Invest in the right foundations. Data curation, integration, and governance are all essential for effective use of AI today and in the future.  

Take advantage of practical partnerships where they appear. MIT’s data show externally-built solutions deliver twice the success rate of internal DIY efforts, especially when tailored for workflow fit and continuous learning. 

How will AI’s role in business evolve over the next 18 Months? 

Change is accelerating, but so are expectations. Leaders must move quickly from experimentation to embedded, accountable business impact. The next wave of AI will be defined by agentic systems—AI that learns, remembers, and acts across complex workflows—not just in standalone apps. Generative and agentic AI are already transforming the way consumers interact with the digital world, and brands will need to incorporate GEO (Generative Engine Optimization) into their marketing to remain relevant.  

Each industry will feel these shifts at different speeds, with some, like retail, already finding new revenue streams. However, every business should prepare for fundamental changes in how customers engage, how teams collaborate, and in the very nature of work itself by making sure it has the right strategy and information infrastructure in place to succeed with AI. 

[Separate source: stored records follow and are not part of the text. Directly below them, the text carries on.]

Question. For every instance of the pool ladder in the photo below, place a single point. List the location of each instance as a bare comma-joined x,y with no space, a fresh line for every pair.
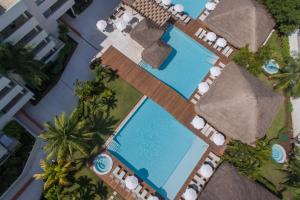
114,146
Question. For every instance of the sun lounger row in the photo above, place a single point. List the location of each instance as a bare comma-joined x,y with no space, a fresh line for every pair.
198,181
201,34
206,12
119,175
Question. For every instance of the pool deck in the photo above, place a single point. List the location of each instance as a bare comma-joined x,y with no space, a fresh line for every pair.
192,27
169,99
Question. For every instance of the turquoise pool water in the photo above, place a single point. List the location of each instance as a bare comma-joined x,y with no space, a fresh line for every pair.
186,66
192,7
159,149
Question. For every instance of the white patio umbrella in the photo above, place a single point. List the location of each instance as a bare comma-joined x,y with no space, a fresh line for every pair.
153,198
218,139
198,123
190,194
215,71
210,5
166,2
206,170
131,182
221,42
101,25
211,36
121,25
203,87
127,17
179,8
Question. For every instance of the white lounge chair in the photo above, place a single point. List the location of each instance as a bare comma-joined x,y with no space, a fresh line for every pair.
198,32
222,65
138,189
229,52
209,81
193,101
116,170
225,50
187,20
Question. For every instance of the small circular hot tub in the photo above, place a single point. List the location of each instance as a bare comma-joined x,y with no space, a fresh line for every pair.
271,67
102,164
278,153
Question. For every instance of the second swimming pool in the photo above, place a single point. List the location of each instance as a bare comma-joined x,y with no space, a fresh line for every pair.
158,148
186,66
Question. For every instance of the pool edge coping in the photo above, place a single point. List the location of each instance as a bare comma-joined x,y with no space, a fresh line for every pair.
125,120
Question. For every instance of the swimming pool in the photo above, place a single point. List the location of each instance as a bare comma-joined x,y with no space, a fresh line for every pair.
186,66
192,7
157,148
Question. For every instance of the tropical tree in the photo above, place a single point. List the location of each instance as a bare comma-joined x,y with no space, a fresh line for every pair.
293,170
55,173
247,159
67,135
288,79
20,60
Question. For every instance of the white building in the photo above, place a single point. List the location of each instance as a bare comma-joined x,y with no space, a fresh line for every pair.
33,23
12,98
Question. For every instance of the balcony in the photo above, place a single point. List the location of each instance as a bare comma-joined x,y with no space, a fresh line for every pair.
14,25
58,9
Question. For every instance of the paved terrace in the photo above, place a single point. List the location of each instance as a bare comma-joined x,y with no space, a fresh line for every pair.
162,94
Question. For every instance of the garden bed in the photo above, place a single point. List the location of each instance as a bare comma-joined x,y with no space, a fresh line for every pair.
13,167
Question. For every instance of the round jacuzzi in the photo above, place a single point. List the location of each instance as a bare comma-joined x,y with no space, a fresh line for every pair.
102,164
271,67
278,153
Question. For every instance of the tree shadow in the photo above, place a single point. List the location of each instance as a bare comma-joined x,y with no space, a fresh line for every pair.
86,189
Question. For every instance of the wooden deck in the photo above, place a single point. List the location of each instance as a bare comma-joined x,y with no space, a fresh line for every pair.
163,95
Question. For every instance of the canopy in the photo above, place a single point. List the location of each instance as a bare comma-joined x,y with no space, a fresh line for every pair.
210,5
166,2
206,170
198,123
190,194
203,87
121,25
221,42
131,182
101,25
211,36
218,139
127,17
215,71
179,8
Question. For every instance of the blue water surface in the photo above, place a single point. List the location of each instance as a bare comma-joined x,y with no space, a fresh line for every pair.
158,148
186,66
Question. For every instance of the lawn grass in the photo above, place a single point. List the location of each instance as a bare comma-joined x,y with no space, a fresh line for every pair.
85,179
280,49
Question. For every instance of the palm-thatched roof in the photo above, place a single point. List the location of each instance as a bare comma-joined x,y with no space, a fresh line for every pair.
228,184
239,105
146,33
156,54
241,22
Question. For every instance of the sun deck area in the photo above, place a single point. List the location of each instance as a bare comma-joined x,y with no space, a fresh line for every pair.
181,109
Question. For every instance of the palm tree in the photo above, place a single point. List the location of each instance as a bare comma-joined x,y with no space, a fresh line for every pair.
288,79
55,172
66,136
20,60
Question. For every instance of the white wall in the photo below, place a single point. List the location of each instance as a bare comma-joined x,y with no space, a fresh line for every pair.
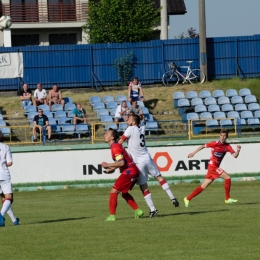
68,165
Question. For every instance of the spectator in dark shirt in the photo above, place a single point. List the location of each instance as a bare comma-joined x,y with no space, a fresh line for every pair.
41,121
26,96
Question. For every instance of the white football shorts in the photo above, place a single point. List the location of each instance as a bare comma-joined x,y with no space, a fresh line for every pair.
145,169
6,187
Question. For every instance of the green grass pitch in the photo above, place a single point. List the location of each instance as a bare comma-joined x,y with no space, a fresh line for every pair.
69,224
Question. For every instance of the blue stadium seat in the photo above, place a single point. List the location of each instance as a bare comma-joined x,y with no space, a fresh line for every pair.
200,109
196,101
246,114
204,94
257,113
67,100
59,114
29,109
219,115
240,107
111,104
113,111
218,93
191,94
6,131
102,112
226,122
56,107
69,107
120,98
206,115
227,108
192,116
31,115
140,103
237,100
122,127
176,96
49,114
244,92
253,106
253,121
213,108
231,92
223,100
94,99
106,119
64,121
250,99
111,125
212,123
151,126
210,101
98,105
2,122
107,99
44,107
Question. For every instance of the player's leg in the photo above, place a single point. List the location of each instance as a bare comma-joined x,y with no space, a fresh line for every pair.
154,171
227,186
142,182
197,191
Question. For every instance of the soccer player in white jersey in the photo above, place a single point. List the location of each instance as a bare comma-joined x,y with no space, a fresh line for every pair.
135,135
6,190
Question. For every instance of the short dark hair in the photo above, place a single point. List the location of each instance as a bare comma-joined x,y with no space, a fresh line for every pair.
115,134
224,131
136,119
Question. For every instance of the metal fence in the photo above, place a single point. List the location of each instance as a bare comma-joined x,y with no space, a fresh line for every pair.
72,66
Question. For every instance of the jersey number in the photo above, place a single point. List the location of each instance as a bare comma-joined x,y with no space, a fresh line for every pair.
142,144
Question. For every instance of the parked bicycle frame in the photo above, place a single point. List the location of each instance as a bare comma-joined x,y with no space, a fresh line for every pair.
172,77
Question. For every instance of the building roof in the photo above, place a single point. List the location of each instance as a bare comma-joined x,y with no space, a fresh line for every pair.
174,6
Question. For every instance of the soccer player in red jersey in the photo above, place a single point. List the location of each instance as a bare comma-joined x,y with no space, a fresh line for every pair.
218,151
126,180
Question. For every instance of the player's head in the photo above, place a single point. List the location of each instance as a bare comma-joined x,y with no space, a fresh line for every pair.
1,136
111,136
223,135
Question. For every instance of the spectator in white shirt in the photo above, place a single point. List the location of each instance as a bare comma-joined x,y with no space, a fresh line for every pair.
40,96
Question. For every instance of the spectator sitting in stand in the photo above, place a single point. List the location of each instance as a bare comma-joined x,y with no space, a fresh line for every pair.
25,96
135,91
137,110
40,96
122,112
55,96
41,121
79,115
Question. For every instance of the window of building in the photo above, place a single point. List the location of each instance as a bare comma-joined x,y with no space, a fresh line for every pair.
25,40
61,10
60,39
24,10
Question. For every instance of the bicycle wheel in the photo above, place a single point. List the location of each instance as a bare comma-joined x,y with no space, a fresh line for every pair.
196,76
170,78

Bottom line: It’s time for discipline, not disillusionment 

MIT’s report is an excellent reminder of an unexciting but essential truth in business—the path to value is usually found through focus, readiness, and relentless execution. 

The future belongs to those who embrace this truth by investing in the boring but crucial fundamentals: building the right foundations, aligning technology to strategy, and leveraging AI to enhance—not substitute—their people's ambition and impact.